I want to compute the pairwise distances of 57832 vectors. Each vector has 200 dimensions. I am using pdist to compute the distances.
from scipy.spatial.distance import pdist
pairwise_distances = pdist(X, 'cosine')
# pdist is supposed to return a numpy array with shape (57832*57831,).
However, this causes a memory error.
   Traceback (most recent call last):
  File "/home/munichong/git/DomainClassification/NameSuggestion@Verisign/classification_DMOZ/main.py", line 101, in <module>
    result_clustering = clf_clustering.getCVResult(shuffle)
  File "/home/munichong/git/DomainClassification/NameSuggestion@Verisign/classification_DMOZ/ClusteringBasedClassification.py", line 158, in getCVResult
    self.centroids_of_categories(X_train, y_train)
  File "/home/munichong/git/DomainClassification/NameSuggestion@Verisign/classification_DMOZ/ClusteringBasedClassification.py", line 103, in centroids_of_categories
    cat_centroids.append( self.dpc.centroids(X_in_this_cat) )
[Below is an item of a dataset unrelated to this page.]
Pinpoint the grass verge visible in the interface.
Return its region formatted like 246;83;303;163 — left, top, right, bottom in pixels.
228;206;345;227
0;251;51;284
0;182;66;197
  File "/home/munichong/git/DomainClassification/NameSuggestion@Verisign/classification_DMOZ/ClusteringBasedClassification.py", line 23, in centroids
    distance_dict, rho_dict = self.compute_distances_and_rhos(X)
  File "/home/munichong/git/DomainClassification/NameSuggestion@Verisign/classification_DMOZ/ClusteringBasedClassification.py", line 59, in compute_distances_and_rhos
    pairwise_distances = pdist(X, 'cosine')
  File "/usr/local/lib/python2.7/dist-packages/scipy/spatial/distance.py", line 1185, in pdist
    dm = np.zeros((m * (m - 1)) // 2, dtype=np.double)
MemoryError
The RAM of my laptop is 16GB. How should I fix it? Or is there any better way?